Attack on NATO airbase blow to Afghan occupation

“I think we are on track!” in Afghanistan, Defense Secretary Leon Panetta cheerily told reporters on Sept. 21. But the very same article opines: “But after a week in which most joint operations between coalition and Afghan troops were suspended, U.S. strategy in Afghanistan is anything but ‘on track.’ In fact, it may be more imperiled than at any other time in Mr. Obama’s presidency.” (Washington Post, Sept. 22).

John Gresham of the pro-militarist Defense Media Network reported in mid-September about the extent of the damage inflicted upon U.S. aircraft at Camp Bastion in southern Afghanistan, when 15 resistance fighters wearing U.S. military uniforms carried out a three-hour battle on Sept. 14:

“Eight irreplaceable aircraft (the AV-8B has been out of production since 1999) have been destroyed or put out of action — approximately 7 percent of the total flying USMC Harrier fleet,” and these planes were specially equipped and effective. “A Harrier squadron commander is dead, along with another Marine. Another nine personnel have been wounded, and the nearby Marines at Camp Freedom are now without effective fixed-wing air support.”

U.S./NATO kills civilians, suspends joint actions

Two days later, on Sept. 16, NATO jets “mistakenly” killed eight women and children gathering firewood, as well as wounding seven more. That and the revelation of the anti-Islam video have caused mass demonstrations in Afghanistan.

That same day, four U.S. troops were killed by Afghan police in another so-called “green on blue” attack, where Afghan soldiers and police have killed some 51 NATO troops, most of them U.S. soldiers.

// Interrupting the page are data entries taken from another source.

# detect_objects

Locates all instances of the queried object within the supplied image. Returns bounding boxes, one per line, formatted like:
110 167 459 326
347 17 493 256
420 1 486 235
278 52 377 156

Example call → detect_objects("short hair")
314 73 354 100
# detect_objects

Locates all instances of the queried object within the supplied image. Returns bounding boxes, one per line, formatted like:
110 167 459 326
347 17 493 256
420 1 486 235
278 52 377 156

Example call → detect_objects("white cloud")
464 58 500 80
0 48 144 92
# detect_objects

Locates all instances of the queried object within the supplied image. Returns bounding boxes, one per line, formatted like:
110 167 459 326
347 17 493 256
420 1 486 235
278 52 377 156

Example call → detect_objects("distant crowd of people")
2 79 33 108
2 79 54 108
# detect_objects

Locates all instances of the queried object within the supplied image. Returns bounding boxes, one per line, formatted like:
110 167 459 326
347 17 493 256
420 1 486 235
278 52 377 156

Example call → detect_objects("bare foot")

And because the Camp Bastion fighters were wearing U.S. uniforms, because they knew just how to penetrate base security, because they brought the weapons necessary to inflict maximum damage and because they obviously knew the location of their targets, it seems apparent that they had received assistance from within the Afghan military.

On Sept. 18, NATO command announced that it was suspending all joint operations with the Afghan military and police. This was a dramatic shift in strategy. Up to 80 percent of combat operations in recent months were joint operations between Western and Afghan forces (Washington Post, Sept. 22).

This took the junior partners of the NATO occupation by surprise: “The decision, which was announced in Washington, took the UK government by surprise, coming just a day after the defense secretary, Philip Hammond, spoke in defense of NATO’s continued work with Afghan troops in parliament. Whitehall sources said British commanders were unaware the announcement was going to be made.” (The Guardian, Sept. 18).

Clearly the resistance to the 11-year occupation by the Afghan people has grown so much both in strength and organization that Washington’s efforts to destroy it and leave behind a “friendly ally” is coming apart at the seams. But the price in money and blood to carry on this increasingly hopeless task is not being paid by the billionaires or their politician hacks, the only ones who benefit from this war against a poor country. Instead, it is one more burden that the workers here bear as long as this occupation is allowed to continue.